Quotefor swollen college administrations, made possible/necessary by government regulation, people who spend their week mailing out forms to the government,

Institutions that decide to not take federal financial aid don't have to participate in the monthly reporting to the National Student Clearinghouse nor do they have to do the less-than-monthly reporting to IPEDS.  People who enroll in those institutions (generally unaccredited institutions with no external quality control) are not eligible for the government-backed loans. 

The clerks ensuring electronic data are being transferred (few paper forms are involved) generally aren't being paid the big bucks to do their job and, except at huge institutions, generally have additional useful duties related to keeping the internal processes going like being the financial aid clerks or the registrar front service desk.

Competent adults can make choices on how to spend their own money.  However, the evidence is that people are voting with their feet against the for-profit sector, especially when regulation to enforce minimum standards was applied: https://www.usatoday.com/story/news/education/2019/03/26/for-profit-college-closing-argosy-university/3271813002/

When the people's money is being spent, then asking on what it is being spent and ensuring the people are getting good value for that money is a reasonable government function.  Yes, that includes some overhead in providing the oversight.  However, except at the smallest of schools where compliance no longer scales with enrollment, complying with the funding reporting is not a primary driver of administration costs.

Eliminating the Title IX super expansion since 2011 would indeed be consistent with libertarian principles in not wasting money on non-government business.
Quote
as well as maintaining an expensive tenure system that continues despite not being the wishes of the public.

I doubt very much whether the public cares at all about the tenure system at the college level.  My impression from all the reading I do is that the public is quite angry that they pay a lot in taxes and don't get the public services (schools, roads, hospitals) for which the taxes were supposed to pay.  Fooling around with breadth requirements to make college take longer instead of having solid K-12 education so that people can then specialize in tertiary education for a shorter degree tends to be more popular in the discussions where I read.

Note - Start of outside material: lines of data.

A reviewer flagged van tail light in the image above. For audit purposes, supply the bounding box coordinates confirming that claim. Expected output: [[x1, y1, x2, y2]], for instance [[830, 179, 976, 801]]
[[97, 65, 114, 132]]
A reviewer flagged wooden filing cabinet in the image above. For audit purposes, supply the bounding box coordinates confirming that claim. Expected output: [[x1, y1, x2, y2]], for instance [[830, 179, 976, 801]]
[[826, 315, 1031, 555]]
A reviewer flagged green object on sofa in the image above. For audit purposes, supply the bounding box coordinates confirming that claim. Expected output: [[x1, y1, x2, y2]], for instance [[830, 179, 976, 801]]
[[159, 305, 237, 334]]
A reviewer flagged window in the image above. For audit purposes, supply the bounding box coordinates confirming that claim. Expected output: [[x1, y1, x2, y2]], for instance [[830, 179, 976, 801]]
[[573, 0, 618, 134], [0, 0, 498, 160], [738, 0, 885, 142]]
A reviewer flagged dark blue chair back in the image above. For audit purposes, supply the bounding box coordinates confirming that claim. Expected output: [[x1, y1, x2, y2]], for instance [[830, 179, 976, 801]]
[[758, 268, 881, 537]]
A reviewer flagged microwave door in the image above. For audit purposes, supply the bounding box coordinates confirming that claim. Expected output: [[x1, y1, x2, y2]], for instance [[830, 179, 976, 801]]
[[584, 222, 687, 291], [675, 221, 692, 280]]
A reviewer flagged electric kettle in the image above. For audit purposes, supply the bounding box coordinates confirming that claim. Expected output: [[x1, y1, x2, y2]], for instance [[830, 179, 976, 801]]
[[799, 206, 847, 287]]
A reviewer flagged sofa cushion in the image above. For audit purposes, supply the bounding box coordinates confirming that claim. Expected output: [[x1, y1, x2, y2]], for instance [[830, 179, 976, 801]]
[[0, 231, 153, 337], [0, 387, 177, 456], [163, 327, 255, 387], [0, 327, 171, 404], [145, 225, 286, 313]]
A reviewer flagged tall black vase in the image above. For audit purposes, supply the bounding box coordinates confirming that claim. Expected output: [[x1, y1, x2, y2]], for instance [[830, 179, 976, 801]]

What would be unlibertarian includes:

* mandating the types of faculty who must be employed at an institution including what types of contracts are allowed to be entered by competent adults
* mandating what classes must be offered and what the qualifications faculty must have to teach the classes
* mandating how an institution must structure itself in terms of how many employees of what type are allowed
Quote from: hmaria1609 on June 27, 2019, 07:07:43 PM
Do whatever you want--I'm just the background dancer in your show!

mahagonny

#103
Quote from: polly_mer on October 15, 2019, 04:47:55 AM


...needs a new thread

https://www.realclearpolitics.com/articles/2019/10/15/what_pelosi_really_wants_from_impeachment_141494.html

This makes sense to me. Of course the author doesn't want Trump to lose in 2020. It's not hard to see his hopes, reading through the lines.

Then again, if someone commits impeachable offenses, it is your job as a member of Congress to act on it, whether or not you think the impeachment vote will be for.


mamselle

Apropos of none of the above, inviting the grieving parents of a kid killed in a hit-and-run accident (by a diplomat's spouse in the UK who fled the scene--and the country) to the WH with the idea of bringing out the offender from a side room--with photographers alerted to the scene as a photo-OP, may not be an impeachable offense.

But it's terribly offensive. The confusion between real-life grief and reality-show drama is pathological.

M.
Forsake the foolish, and live; and go in the way of understanding.

Reprove not a scorner, lest they hate thee: rebuke the wise, and they will love thee.

Give instruction to the wise, and they will be yet wiser: teach the just, and they will increase in learning.